In the central panel of design a wide, black hill shape is based on the first set of parallel lines and bows toward the rear. From this highest half of this black hill juts a rear-pointing red triangle, like a fin or wing. Below it, on one bird, a black line parallel to the bowl’s lip extends 4.5 inches back from the black-hill element to form the upper edge of the body. On the second bird there is a gap between the black-hill element and this black line, allowing the red from the triangular wing to pour through the gap.
Inside the body of the birds this red paint forms a shape that looks somewhat like an old-fashion plough: a rectangular form sits on top a triangular blade. In one rendition the rectangular superstructure is slightly trapezoidal.
Below the plough blade a residual black triangle fills the void. Above the red blade are two unpainted downward-pointing fin shapes enclosing four parallel lines. The residual around these fins forms two triangles, their hypotenuses curved by the fins.
As was true of the first set of parallel lines, the right most line of the second set also serves as the base for a wide, black hill shape that arches towards three tail feathers. The design to the rear of this hill is outlined by a thin black line but is otherwise unpainted, except that the lower half of the feathers’ points are painted black.
In 1911 Dr. Barrett from the Milwaukee Public Museum visited Hopi with the express purpose of documenting the stages of forming, painting and firing pottery by Nampeyo. In a article summarizing this collection, Stephen Schwartz publishes a photograph of five pots collected by Barrett, one of them carrying a creature similar to the one on pot 2010-20 (1969:116).

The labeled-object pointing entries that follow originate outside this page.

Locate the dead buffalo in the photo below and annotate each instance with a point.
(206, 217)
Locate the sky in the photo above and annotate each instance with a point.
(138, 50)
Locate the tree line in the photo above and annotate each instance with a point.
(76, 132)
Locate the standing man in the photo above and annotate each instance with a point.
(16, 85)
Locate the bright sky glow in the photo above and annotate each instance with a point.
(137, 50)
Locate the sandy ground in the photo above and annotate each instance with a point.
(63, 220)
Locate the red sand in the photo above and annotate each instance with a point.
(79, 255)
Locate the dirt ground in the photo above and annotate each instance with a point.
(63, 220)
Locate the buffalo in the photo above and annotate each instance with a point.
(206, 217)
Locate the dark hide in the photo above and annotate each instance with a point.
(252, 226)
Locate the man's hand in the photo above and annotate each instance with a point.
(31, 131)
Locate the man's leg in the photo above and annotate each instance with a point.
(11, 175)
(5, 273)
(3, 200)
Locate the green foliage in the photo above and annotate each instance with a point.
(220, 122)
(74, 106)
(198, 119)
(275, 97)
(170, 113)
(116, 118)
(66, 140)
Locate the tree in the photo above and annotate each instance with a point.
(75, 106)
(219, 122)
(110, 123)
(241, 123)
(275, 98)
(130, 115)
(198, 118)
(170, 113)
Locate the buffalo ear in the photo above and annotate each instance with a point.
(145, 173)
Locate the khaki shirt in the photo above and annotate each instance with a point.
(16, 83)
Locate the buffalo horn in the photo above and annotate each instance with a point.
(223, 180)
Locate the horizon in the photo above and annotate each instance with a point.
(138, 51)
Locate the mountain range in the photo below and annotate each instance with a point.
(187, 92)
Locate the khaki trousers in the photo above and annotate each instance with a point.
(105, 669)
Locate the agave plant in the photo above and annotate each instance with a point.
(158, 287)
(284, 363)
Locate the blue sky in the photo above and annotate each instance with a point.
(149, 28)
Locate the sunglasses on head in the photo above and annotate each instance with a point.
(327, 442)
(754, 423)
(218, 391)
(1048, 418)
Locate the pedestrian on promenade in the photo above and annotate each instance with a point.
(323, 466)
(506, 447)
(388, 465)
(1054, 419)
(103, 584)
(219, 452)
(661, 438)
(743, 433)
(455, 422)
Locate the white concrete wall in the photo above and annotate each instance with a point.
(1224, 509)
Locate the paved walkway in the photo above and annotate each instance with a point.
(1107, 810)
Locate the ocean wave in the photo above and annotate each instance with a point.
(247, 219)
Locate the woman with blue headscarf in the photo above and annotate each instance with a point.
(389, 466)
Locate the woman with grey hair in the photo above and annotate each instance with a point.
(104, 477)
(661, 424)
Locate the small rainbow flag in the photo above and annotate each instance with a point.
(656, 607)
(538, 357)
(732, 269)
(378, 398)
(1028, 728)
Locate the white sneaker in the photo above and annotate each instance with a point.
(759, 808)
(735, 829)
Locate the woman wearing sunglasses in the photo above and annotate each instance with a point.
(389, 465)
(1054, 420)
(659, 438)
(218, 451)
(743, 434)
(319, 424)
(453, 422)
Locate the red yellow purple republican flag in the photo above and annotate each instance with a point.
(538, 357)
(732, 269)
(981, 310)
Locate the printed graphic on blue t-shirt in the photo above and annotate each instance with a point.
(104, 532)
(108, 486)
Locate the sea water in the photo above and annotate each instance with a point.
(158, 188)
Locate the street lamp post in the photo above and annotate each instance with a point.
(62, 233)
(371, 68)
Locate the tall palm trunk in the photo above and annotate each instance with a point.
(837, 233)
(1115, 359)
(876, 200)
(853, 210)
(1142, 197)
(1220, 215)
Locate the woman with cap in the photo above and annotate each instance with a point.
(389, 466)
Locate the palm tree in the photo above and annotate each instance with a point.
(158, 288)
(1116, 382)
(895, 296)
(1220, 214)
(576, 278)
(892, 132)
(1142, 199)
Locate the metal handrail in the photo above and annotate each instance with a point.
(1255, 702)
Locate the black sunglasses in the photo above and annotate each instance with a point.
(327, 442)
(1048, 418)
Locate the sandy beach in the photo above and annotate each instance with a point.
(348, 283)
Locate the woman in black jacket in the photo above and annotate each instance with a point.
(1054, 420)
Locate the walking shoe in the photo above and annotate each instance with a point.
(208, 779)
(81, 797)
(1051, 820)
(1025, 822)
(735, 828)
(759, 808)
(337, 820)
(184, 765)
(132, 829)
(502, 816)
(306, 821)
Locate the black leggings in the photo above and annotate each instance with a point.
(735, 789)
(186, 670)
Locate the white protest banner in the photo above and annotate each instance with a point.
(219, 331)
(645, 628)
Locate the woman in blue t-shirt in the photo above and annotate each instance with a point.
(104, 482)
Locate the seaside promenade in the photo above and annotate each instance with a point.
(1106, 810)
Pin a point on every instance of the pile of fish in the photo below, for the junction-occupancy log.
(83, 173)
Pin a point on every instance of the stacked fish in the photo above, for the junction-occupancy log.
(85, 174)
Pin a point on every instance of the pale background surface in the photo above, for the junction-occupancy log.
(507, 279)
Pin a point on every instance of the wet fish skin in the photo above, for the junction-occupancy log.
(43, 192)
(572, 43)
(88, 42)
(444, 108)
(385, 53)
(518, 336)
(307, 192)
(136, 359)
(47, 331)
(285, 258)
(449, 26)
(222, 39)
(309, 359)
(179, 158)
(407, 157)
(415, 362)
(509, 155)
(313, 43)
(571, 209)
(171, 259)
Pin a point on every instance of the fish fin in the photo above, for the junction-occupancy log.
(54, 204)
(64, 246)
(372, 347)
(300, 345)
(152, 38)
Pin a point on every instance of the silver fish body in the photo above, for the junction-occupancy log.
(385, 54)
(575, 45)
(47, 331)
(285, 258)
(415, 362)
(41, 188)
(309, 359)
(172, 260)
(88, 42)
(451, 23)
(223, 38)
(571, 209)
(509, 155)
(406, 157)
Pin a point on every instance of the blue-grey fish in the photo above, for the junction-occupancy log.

That Nellie chose to paint the birds upside down when the bowl is upright is interesting for a couple of reasons. First, Ed Wade has said that an inverted bird design, as seen on the prehistoric Awatovi murals, indicates that the bird has been sacrificed and is thus a spirit being. I know of one such jar in a private collection.
Second, the only other Hopi jar with an inverted animal image that I have seen is pot 2010-20 in this collection, a pot that carries a Harvey label “Made by Nampeyo,” but which I argued was painted by a much less experienced painter, probably a young Nellie. Jars 2010-20 and jar 2019-08 have similar inverted layouts and the animals on both jars have similar heads (but not bodies). That jar 2019-08 was clearly made by Nellie gives weight to my argument concerning the maker of pot 2010-20. Apparently Nellie inverted both sets of animal images intentionally, but we do not know why. The design on 2019-08 is more elaborate and more skillfully-painted than on 2010-20, thus I assume that pot 2010-20 was made by a younger Nellie and pot 2019-08 was painted when she was more experienced.
Nellie is always described as a fine and kind person, but is often dismissed as an indifferent potter who did not make many pots (Blairs, 1999:203). This pair of pots with similar images and odd orientation indicate both that Nellie had a particular sense of style and that Nampeyo and her middle daughter had a longer and more linked career as potters than the literature suggests. (See Appendix E.)